Taxacom: demystifying gender agreement ( was Re: Removals ofoffending scientific names)
David Campbell
pleuronaia at gmail.com
Mon Jun 26 06:03:30 CDT 2023
>
> An alternative solution would be to abandon the idea that any particular
> gender form of a name is the correct one. All gender variants of a name are
> the same name in effect, just with different gender forms. Hence, one could
> just use any gender variant of a name and anyone searching for the taxon
> would just have to search for the different variants (masculine, feminine
> and neuter), but would not need to know which of them is correct. We sort
> of already have to do that anyway for names with uncertain or disputed
> gender. We also have to do that with different combinations of the same
> name.
> Stephen
>
Regardless of whether this particular solution is deemed the most
practical, it raises the important point that awareness of alternate gender
forms is essential for distinguishing between versions of the same name
versus distinct names. Even for variants that are not legal under the
current Code, recognizing grammatical variation is useful. For example,
Galba viator is widely listed as Galba (or Lymnaea or various other genera)

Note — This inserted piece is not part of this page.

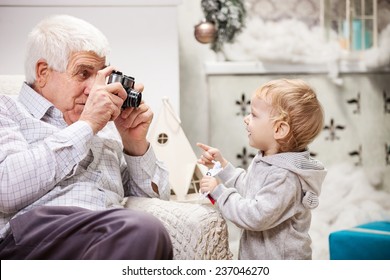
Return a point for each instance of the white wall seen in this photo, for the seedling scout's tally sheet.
(143, 35)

viatrix. The original description used viator, which as a noun does not
change under the current rules. Viator is a male traveller and viatrix is a
female traveller; the original description used a misspelled masculine
version of Lymnaea as the genus, which may have prompted the masculine
noun. Probably shifting to viatrix reflected a feminine genus. (The snail
itself is hermaphroditic and probably doesn't care what we call it.) A
curious mixing of biological and grammatical gender is found in the case of
the deliberate change of the genus Viviparus to Vivipara, on the grounds
that one having live birth is feminine. That change is also not allowed
under the current code, but does affect tracing the genus in literature.
Similar issues occur with cases where there are alternate spellings for
Greek or Latin terms. I have seen a label written by someone who mixed up
sinensis and chinensis, for example. The zoological Code has provisions
for common alternatives in transliteration (article 58).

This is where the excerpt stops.